接下来是数据, 这里会用到colab登陆(需要科学上网)以获取数据:
!pip install -U -q PyDrive
from pydrive.auth import GoogleAuth
from pydrive.drive import GoogleDrive
from google.colab import auth
from oauth2client.client import GoogleCredentials
# Authenticate and create the PyDrive client.
auth.authenticate_user()
gauth = GoogleAuth()
gauth.credentials = GoogleCredentials.get_application_default()

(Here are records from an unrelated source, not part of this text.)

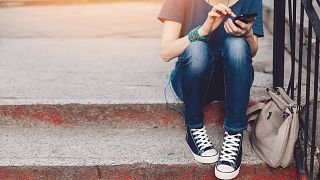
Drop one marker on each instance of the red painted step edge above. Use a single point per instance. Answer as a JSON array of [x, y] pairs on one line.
[[142, 171], [111, 115]]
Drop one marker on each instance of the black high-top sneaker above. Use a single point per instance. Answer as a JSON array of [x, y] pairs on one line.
[[228, 166], [201, 146]]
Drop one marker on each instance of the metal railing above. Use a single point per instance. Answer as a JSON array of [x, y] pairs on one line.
[[301, 18]]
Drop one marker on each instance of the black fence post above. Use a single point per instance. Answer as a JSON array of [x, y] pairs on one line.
[[278, 42]]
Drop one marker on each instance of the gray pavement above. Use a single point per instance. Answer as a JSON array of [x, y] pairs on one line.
[[95, 53], [102, 146]]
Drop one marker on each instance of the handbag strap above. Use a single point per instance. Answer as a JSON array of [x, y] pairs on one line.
[[254, 111]]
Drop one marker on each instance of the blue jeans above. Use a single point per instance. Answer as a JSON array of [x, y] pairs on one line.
[[204, 74]]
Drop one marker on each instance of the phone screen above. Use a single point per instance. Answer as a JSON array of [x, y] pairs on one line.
[[246, 18]]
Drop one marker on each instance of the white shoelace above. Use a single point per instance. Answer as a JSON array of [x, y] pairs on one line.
[[201, 138], [230, 147]]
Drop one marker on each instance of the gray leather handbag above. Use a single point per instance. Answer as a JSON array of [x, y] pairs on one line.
[[274, 127]]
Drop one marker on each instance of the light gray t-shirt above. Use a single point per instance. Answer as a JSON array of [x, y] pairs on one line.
[[192, 13]]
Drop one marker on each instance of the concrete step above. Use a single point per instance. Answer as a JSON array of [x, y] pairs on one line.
[[110, 115], [97, 152]]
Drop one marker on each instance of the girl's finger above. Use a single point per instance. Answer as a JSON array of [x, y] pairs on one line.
[[242, 24], [225, 28], [213, 14], [230, 31], [220, 10], [234, 28], [229, 11]]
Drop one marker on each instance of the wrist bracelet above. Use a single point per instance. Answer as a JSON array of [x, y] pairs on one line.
[[193, 35]]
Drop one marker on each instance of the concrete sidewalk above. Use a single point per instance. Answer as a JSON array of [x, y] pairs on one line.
[[91, 54]]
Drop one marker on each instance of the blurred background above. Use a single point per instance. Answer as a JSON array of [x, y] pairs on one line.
[[90, 51]]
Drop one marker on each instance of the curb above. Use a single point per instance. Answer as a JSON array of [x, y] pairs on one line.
[[110, 115], [142, 171]]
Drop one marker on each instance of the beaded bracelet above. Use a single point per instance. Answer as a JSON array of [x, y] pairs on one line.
[[193, 35]]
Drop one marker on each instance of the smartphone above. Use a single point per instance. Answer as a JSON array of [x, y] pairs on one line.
[[246, 18]]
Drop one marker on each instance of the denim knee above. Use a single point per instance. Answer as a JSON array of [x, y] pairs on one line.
[[237, 49], [197, 59], [237, 55]]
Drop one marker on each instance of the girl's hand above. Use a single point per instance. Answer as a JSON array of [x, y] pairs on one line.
[[243, 29], [214, 19]]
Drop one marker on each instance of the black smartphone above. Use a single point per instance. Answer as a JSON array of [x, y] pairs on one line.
[[246, 18]]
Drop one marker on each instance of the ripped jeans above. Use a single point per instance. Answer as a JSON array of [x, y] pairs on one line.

drive = GoogleDrive(gauth)
我们首先使用TED数据:
id = '1B47OiEiG2Lo1jUY6hy_zMmHBxfKQuJ8-'
downloaded = drive.CreateFile({'id':id})
downloaded.GetContentFile('ted_en-20160408.xml')
数据预处理:
targetXML=open('ted_en-20160408.xml', 'r', encoding='UTF8')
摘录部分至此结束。